Dall’altra parte, in modo speculare, le forze più vicine alla destra, in modo altrettanto poco lungimirante, hanno trasformato le politiche ambientaliste in un’occasione utile per affermare un concetto simmetrico: la sinistra vuole utilizzare l’ambiente per affermare le sue idee, per trasformare i suoi diktat in principi non negoziabili, e combattere le idee ambientaliste, dunque, significa difendere il nostro futuro e la nostra libertà, dal pensiero unico, totalitario, veicolato dalla sinistra stalinista, provando a usare il tema ambientale per fare cappotto e dimostrare così che l’approccio paternalistico, sponsorizzato dalla sinistra, è sempre sbagliato, sempre dannoso, sempre letale, sempre truffaldino (sintesi estrema: vi hanno fottuto con il Covid, costringendovi a vaccinarvi, non fatevi fottere anche sul clima, accettando di essere costretti a rinunciare al vostro benessere a causa di problemi minuscoli ingigantiti dalla sinistra).
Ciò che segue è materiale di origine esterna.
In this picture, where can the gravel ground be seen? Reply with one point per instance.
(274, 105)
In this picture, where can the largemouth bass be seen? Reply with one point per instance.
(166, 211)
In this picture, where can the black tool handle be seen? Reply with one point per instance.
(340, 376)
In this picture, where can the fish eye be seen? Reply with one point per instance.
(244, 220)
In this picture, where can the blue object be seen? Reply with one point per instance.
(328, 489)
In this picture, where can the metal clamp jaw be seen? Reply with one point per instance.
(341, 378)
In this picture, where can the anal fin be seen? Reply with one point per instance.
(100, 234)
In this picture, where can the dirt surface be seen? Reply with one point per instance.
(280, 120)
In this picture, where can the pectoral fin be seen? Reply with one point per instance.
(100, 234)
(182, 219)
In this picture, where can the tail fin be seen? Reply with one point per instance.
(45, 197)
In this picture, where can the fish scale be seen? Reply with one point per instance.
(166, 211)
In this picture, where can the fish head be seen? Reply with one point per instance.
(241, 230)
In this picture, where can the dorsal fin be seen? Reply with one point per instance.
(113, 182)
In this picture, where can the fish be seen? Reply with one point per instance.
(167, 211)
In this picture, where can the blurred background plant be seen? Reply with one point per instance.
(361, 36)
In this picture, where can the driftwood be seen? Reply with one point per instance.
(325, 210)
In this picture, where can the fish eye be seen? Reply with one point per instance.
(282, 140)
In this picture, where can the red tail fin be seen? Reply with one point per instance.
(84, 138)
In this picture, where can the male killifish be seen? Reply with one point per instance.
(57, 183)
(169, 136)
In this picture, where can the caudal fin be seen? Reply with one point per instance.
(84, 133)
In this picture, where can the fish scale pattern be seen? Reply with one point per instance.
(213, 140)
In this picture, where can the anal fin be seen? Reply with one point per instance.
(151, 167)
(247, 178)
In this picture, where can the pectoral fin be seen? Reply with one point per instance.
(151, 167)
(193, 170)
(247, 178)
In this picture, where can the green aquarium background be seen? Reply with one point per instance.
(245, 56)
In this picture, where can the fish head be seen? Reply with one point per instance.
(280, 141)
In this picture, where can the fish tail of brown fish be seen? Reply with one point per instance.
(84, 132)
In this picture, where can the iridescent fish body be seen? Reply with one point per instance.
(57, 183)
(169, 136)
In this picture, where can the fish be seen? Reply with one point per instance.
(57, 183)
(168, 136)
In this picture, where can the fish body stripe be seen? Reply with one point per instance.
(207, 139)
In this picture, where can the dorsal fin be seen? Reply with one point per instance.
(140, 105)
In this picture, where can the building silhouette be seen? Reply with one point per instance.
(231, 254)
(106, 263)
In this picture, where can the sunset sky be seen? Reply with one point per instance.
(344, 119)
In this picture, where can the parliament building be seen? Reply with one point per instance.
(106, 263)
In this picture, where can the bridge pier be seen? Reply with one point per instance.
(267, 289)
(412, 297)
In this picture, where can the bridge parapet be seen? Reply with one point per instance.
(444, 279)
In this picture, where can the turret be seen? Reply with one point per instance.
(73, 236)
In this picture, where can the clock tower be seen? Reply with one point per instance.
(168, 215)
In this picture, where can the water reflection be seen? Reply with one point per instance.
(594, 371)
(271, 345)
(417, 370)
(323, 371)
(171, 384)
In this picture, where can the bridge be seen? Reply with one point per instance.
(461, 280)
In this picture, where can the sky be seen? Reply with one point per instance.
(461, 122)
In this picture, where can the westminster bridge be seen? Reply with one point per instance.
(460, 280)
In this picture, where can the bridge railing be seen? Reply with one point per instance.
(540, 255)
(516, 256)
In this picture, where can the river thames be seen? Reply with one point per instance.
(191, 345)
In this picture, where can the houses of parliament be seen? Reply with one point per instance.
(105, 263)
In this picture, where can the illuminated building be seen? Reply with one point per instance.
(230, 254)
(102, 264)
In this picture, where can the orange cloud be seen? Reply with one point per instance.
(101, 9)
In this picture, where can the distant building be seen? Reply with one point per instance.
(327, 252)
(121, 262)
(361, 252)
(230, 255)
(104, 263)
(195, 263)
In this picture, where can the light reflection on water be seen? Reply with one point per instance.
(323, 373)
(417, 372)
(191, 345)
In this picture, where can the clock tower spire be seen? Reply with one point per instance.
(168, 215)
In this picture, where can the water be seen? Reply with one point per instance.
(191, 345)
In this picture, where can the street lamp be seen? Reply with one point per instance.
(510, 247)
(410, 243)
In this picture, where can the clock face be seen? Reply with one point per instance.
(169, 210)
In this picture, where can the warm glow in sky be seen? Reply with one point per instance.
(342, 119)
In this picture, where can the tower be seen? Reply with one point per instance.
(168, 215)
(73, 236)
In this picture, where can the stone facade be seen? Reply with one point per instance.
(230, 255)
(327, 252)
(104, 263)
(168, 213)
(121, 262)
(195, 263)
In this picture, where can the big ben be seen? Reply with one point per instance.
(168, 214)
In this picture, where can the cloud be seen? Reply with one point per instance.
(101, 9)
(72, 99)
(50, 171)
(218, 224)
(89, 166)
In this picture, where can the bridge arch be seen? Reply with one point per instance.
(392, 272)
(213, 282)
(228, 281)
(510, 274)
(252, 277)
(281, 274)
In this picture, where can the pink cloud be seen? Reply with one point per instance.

In entrambi i casi, come è evidente, nessuno dei due approcci è tarato per promuovere politiche né utili né drammatiche. E in nessuno dei due approcci è presente quel metodo pragmatico suggerito da Francesco Rutelli nel suo libro “Il secolo verde” (edizioni Solferino): “Essere promotori di una politica globale per il clima capace di cambiare i processi internazionali, dimostrando che questa politica porta vantaggi alla popolazione europea, in termini economici, ambientali, di salute e occupazionali, nella consapevolezza che un ambientalismo adulto può funzionare solo a condizione che sia messo al servizio non solo delle esigenze future, ovvero sia la tutela dell’ambiente, ma anche del presente, ovvero sia la tutela del benessere e dei posti di lavoro”. Le politiche ambientali sono destinate a diventare uno spartiacque ideologico, un terreno di conflitto tra due estremisti contrapposti, e le elezioni in Olanda sono lì a segnalarci alcuni temi cruciali. La destra sbaglia a considerare populista ogni scelta green finalizzata a combattere il riscaldamento climatico. La sinistra sbaglia a considerare populista ogni ribellione finalizzata a mettere in mostra i limiti delle politiche ambientaliste.

 

L’Olanda metterà in luce i due metodi opposti. Ma la battaglia contro il populismo modello BBv è diversa dal passato. I populisti di oggi intercettano una domanda che esiste, reale e non populista, di chi sostiene che la transizione verde, senza un ritorno economico, senza attenzione al lavoro, senza rispetto del benessere di un paese, è una transizione pericolosa, autolesionista. Certo: è populista chi nega che sia necessario prendere dei provvedimenti per governare le emissioni di CO2 e ridurle. Ma siamo sicuri che lavorare alle politiche ambientali facendo leva sulle regole senza considerare gli impatti delle regole sul benessere di un paese sia davvero un inno al populismo? Le politiche green hanno ridisegnato l’Europa. Il greenlash sta ridisegnano la politica. Ma i confini tra buon senso e populismo sono difficili da individuare con nettezza sul terreno di gioco. E continuare a considerare l’emergenza climatica una battaglia da combattere “costi quel che costi” alla fine rischia di generare l’effetto opposto rispetto a quello desiderato: portare altra acqua al mulino dei partiti populisti.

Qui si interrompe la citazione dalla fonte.